The Chinese state news agency Xinhua highlighted Zhai's comments that China was deeply concerned by the escalating crisis and wanted the government and various political factions in the country to end all acts of violence against civilians.
The Syrian report quoted him as saying: The Chinese experience shows a nation cannot develop without stability.
China and Russia have been Assad's most important international defenders during the crackdown which has killed several thousand people and divided world powers. The United Nations, the United States, Europe, Turkey and Arab powers want Assad to step down and have condemned the ferocious repression.
Beijing and Moscow vetoed a U.N. Security Council resolution on February 4 calling on Assad to quit and also voted against a similar, non-binding General Assembly resolution on Thursday.
BOMBING THE OPPOSITION
Syrian government forces meanwhile renewed their bombardment of the opposition stronghold of Homs on Saturday.

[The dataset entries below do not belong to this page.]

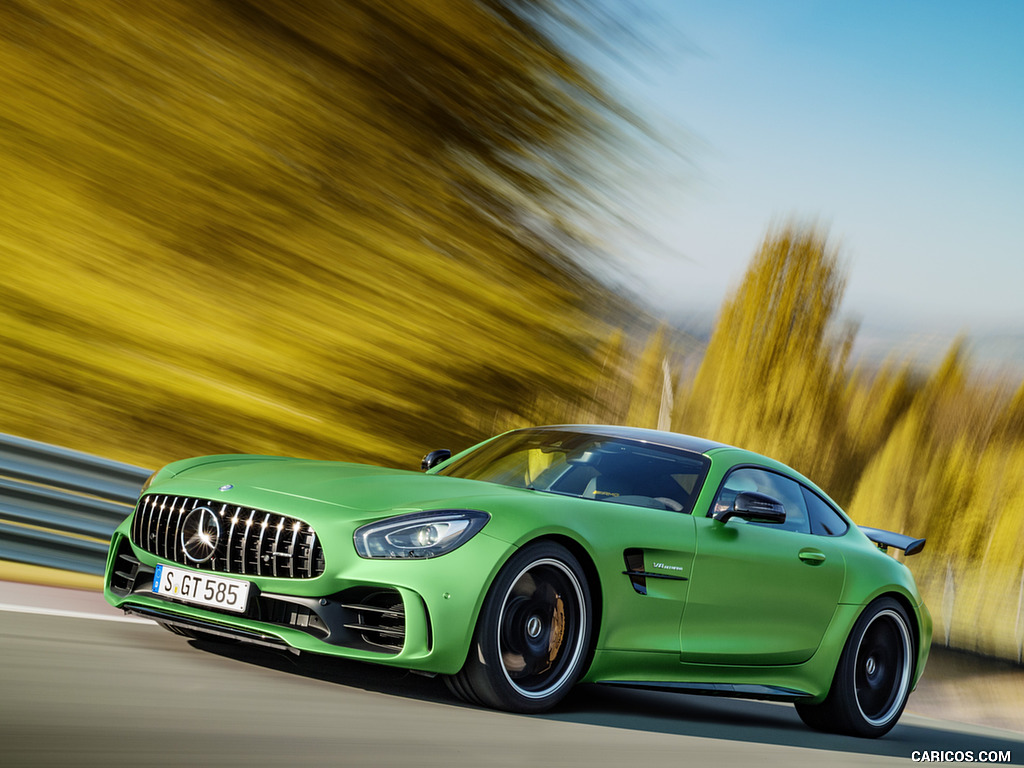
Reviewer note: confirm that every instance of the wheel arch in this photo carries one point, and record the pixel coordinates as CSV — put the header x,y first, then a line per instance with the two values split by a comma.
x,y
915,628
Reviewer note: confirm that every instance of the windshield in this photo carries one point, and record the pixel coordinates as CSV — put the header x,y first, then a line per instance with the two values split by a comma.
x,y
588,466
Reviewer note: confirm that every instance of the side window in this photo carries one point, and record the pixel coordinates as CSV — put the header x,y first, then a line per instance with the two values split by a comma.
x,y
824,519
786,491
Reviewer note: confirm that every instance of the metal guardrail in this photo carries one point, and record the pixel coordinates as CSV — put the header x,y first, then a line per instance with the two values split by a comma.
x,y
58,507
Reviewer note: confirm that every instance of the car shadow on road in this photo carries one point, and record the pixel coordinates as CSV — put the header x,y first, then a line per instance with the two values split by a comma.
x,y
686,715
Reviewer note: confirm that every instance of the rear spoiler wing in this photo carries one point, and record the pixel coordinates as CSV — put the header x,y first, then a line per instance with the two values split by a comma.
x,y
887,539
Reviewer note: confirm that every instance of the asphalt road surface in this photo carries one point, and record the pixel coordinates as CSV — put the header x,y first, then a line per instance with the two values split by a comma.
x,y
82,686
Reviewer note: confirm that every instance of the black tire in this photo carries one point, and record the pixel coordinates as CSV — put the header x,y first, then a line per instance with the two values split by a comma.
x,y
872,679
199,635
532,636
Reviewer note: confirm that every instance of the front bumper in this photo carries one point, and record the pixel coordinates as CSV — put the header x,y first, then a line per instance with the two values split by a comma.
x,y
412,613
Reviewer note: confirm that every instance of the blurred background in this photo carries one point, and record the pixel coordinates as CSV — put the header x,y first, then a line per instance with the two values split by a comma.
x,y
358,230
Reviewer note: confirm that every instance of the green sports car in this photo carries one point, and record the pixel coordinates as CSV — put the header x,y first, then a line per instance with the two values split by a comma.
x,y
536,560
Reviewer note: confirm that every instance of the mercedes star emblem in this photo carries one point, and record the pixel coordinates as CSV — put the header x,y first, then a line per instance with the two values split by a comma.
x,y
200,532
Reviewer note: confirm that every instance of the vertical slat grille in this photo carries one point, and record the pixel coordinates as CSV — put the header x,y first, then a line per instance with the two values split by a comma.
x,y
251,542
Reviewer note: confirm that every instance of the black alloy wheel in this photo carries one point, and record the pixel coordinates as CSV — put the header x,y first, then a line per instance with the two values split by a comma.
x,y
532,635
872,680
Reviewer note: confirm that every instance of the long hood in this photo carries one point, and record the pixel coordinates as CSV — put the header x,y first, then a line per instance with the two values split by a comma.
x,y
313,488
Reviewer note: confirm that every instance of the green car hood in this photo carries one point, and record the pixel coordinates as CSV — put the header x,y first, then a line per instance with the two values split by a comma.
x,y
320,489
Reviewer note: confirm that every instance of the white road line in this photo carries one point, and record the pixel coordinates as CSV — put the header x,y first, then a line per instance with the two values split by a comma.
x,y
70,613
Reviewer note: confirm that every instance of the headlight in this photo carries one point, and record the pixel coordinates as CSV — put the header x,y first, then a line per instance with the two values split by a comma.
x,y
420,535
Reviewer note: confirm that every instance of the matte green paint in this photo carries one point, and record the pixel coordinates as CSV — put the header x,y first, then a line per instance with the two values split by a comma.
x,y
751,610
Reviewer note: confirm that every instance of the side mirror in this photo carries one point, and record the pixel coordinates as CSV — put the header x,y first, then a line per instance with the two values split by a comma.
x,y
434,458
754,507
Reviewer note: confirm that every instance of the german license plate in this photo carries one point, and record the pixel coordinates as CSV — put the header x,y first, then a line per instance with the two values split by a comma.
x,y
203,589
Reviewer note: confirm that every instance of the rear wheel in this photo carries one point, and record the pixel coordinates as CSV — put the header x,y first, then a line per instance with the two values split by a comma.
x,y
872,680
532,634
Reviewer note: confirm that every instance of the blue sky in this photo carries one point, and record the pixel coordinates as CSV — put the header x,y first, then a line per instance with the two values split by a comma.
x,y
897,125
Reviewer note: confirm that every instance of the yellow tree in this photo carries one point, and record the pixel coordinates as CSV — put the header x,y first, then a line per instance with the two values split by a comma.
x,y
773,375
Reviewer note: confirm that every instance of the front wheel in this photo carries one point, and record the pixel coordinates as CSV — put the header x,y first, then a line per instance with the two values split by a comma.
x,y
872,680
532,634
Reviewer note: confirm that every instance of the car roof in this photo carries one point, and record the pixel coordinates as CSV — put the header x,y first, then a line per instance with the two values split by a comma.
x,y
656,436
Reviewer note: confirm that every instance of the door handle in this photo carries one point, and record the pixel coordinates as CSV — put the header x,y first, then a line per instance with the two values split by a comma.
x,y
812,556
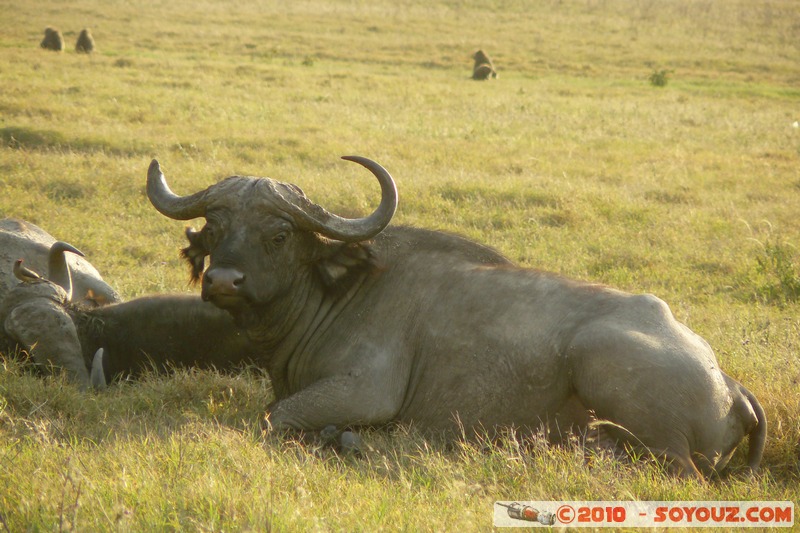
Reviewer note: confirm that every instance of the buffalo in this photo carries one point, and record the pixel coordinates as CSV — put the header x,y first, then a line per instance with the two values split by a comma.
x,y
483,69
362,323
44,255
93,345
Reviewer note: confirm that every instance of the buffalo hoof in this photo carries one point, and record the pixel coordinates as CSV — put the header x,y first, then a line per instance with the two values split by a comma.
x,y
344,442
350,443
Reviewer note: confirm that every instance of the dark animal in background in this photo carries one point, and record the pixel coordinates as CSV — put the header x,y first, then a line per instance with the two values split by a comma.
x,y
44,255
358,323
52,40
153,332
484,68
85,42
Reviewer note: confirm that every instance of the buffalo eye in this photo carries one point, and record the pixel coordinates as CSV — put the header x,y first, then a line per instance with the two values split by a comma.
x,y
210,231
280,238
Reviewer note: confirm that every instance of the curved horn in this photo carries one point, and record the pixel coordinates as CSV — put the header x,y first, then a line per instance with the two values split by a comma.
x,y
167,202
57,268
353,230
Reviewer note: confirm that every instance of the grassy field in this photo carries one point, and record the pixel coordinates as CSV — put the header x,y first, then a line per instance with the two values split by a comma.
x,y
572,161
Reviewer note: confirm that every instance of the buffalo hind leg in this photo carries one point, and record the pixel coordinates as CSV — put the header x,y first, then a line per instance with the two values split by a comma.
x,y
338,401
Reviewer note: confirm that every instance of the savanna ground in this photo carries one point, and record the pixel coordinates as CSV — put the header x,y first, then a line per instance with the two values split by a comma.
x,y
572,161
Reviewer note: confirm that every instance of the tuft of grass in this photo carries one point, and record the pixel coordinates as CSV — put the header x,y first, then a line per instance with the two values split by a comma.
x,y
778,264
569,165
659,78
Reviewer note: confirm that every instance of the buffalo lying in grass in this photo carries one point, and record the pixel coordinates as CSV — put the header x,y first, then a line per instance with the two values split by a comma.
x,y
44,255
358,323
155,332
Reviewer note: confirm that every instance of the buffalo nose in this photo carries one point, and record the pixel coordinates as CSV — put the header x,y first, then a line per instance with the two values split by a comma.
x,y
223,281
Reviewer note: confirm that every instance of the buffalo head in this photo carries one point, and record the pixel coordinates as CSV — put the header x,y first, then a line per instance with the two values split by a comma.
x,y
265,238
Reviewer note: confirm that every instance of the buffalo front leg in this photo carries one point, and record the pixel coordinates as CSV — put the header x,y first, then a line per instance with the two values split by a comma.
x,y
339,401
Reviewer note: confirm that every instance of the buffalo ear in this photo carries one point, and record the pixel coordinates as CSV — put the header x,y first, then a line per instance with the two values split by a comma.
x,y
195,254
342,263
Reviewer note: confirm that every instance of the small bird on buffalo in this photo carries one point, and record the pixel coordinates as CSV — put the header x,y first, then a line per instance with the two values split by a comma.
x,y
24,273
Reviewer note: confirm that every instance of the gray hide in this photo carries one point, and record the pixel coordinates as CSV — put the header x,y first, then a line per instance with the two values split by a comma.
x,y
94,345
23,240
358,325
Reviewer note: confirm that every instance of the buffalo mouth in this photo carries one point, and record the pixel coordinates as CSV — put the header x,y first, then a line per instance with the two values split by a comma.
x,y
229,302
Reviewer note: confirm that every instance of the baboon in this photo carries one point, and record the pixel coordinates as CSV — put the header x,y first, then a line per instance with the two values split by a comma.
x,y
483,69
85,42
52,40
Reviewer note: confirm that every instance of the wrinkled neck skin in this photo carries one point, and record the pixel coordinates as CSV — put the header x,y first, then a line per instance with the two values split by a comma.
x,y
286,326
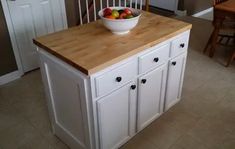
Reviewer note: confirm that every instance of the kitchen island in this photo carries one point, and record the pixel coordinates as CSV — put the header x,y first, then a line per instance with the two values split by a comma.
x,y
102,89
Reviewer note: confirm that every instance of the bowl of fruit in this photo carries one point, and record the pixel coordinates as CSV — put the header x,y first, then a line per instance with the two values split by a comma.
x,y
119,20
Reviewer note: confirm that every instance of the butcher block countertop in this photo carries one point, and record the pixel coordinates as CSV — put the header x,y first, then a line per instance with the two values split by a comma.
x,y
91,47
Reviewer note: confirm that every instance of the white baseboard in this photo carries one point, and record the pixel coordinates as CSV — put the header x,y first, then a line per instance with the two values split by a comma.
x,y
181,12
203,12
9,77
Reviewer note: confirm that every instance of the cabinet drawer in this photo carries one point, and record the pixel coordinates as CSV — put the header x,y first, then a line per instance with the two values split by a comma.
x,y
115,78
154,58
179,45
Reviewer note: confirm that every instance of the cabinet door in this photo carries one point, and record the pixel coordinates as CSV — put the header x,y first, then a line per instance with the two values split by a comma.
x,y
175,80
151,96
116,116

A blanket of snow covered Homs, on the highway between Damascus and the commercial hub Aleppo, as Syrian troops pounded mainly Sunni Muslim rebel districts with rockets and artillery.
The troops were close to Baba Amro, a southern neighbourhood that has been target of the heaviest barrages since the armoured offensive began two weeks ago, activists said.
Troops have closed in on Baba Amro and the bombardment is mad, but I don't know if they are willing to storm the neighbourhood while it is snowing, activist Mohammad al-Homsi said from Homs.
There is no electricity and communications between districts are cut, so we are unable to get a death toll... there is no fuel in most of the city.
On Friday, opposition activists reported anti-Assad demonstrations in Damascus, Aleppo and other cities after weekly Friday prayers. Security forces shot dead at least three demonstrators in the capital after prayers, they said.
The military has also opened a new offensive in Hama, a city with a bloody history of resistance to Assad's late father. The Assad clan are Alawites, an offshoot of Shi'ite Islam, in a majority Sunni country.
Assad, who succeeded his father Hafez in 2000 after he had ruled for 30 years, portrays his enemies as nothing more than foreign-backed terrorists.
The uprising began with civilian protests in March, but now includes a parallel armed struggle led by the loosely organised Free Syria Army, made up of army deserters and local insurgents.
Syria's other significant ally is Iran, itself at odds with the West. An Iranian destroyer and a supply ship sailed through the Suez canal this week and are believed to be on their way to the Syrian coast, a source in the canal authority said.
The West has ruled out Libya-style military intervention, instead imposing sanctions and urging a fragmented opposition, which includes activists inside Syria, armed rebels and politicians in exile, to present a common front against Assad.